Thanks for update. I'm planning to purchase "Professional Edition" to configure HA cluster with Zimbra. My requirement is to configure two servers in two DC, so if there any problem in one DC, i can still have my service from other DC. Before purchasing just want to make sure, if its possible or not.
HA is supported at the hypervisor level with VMware; see https://wiki.zimbra.com/wiki/VMware_HA_ ... laboration
Other hypervisors in combination with storage vendors' cross data-center replication functions provide similar functionality, e.g. Citrix's XenServer Disaster Recovery (formerly named Site Recovery).
The kind of application-level HA you are describing does not exist in Zimbra, and IMHO is not needed. I presented at the North American Partners meeting two weeks ago where I covered Zimbra Hosting Best Practices on Amazon Web Services, and covered three different Disaster Recovery scenarios with various RPO/RTO targets. I also explained why running Zimbra across two data centers, while doable, is not recommended for Disaster Recovery.
First, the levels of redundancy and resiliency in most public cloud providers these days is yards ahead of what all but the largest companies can achieve in their own on-premises or colocation environment.

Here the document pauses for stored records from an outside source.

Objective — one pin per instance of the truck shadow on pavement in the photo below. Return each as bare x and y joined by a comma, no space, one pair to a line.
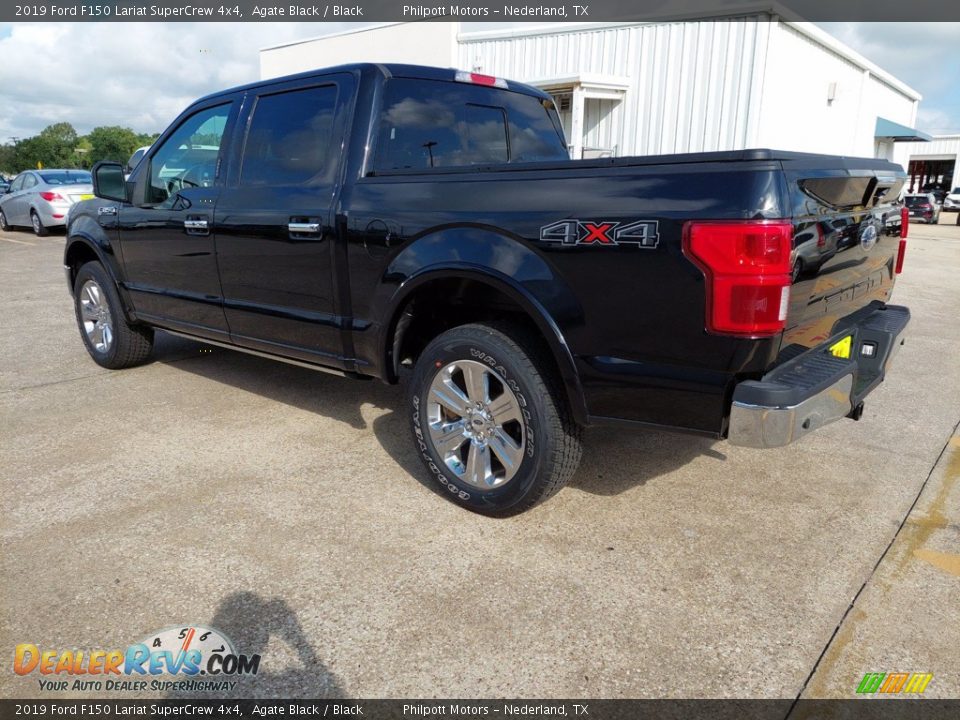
614,459
250,621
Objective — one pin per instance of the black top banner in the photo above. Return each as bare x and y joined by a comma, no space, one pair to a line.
374,11
874,709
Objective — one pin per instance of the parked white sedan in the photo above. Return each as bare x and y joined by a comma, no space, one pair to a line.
42,199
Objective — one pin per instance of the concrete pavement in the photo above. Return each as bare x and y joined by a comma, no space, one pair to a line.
286,508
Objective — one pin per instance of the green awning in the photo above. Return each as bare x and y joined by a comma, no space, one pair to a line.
890,130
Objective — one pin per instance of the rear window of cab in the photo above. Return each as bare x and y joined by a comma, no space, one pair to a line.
428,124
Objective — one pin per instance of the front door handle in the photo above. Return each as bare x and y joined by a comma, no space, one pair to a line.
301,228
196,225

So, the frequency of an outage at the data center level is much, much less than you may be estimating.
Second, Zimbra 8.8 includes an entirely new backup engine (it performs continuous backups), which greatly simplifies Disaster Recovery and shortens RPO/RTO targets, like so:
-- Deploy Zimbra Production in one data center, and have a cool/warm set of bare Zimbra servers ready to go in the D/R data center.
-- Using whatever method works for you (Storage replication is best), keep the contents of /opt/zimbra/backup continuously or near-continuously copied from the production data center to the backup data center.
-- When the Production data center fails, perform a "provisioning only" restore in the D/R data center. This takes a few minutes for each thousand or so mailboxes, and results in a fully working Zimbra system with all of the mailboxes provisioned, shares recreated, distribution lists in place and the production Classes of Service applied as in the production environment. Only the mailboxes are empty, but you can now point DNS to the D/R environment and the system will receive new mail and allow users to log in and send emails. This gives you an initial RTO of perhaps 30 minutes or so, and if you use a backup MX service like DNS Made Easy (under $25/year for each domain), you'll never lose any inbound emails.
-- Once you've failed over after the "provisioning only" process, you then run a second restore, which populates the mailboxes with email. Your ultimate RTO is dependent on your mailstore size and the speed of your storage system for playing back the restore. Your RPO is based on how you are syncing /opt/zimbra/backup in the Production data center to the D/R data center. If via SAN replication, your RPO is zero. If via scheduled rsync jobs, your RPO is the schedule interval.
-- If you don't have cross data center SAN replication and you need zero RPOs, then you can get Mimecast (which I sell) or Proofpoint or Email Laundry or similar protection. These services provide inbound and outbound email relaying and caching (as well as spam filtering, DLP and a variety of other services that you likely are purchasing from multiple other vendors)) so you just "play back" into the Zimbra D/R system the emails sent/received after the last successful /opt/zimbra/backup sync.
It may sound complex at first, but it's just different than what you may be used to, and it's straightforward to set up. Plus, it enables you to perform test restores periodically without having to actually fail over, so you can be sure that if/when you do need to fail over, you can and it will all work OK.
Even other mail systems that claim to have the kind of HA you describe (like on-premise Exchange, with DAG groups) don't always fail over cleanly. And it is not pleasant having to manually clean up after a "split-brain" incident from an incomplete/unclean failover.
Having said all that, there are various Zimbra HA scripts out there, and I know some partners are working on trying to build their own HA bolt-ons to Zimbra that are close, but not fully ready at this writing.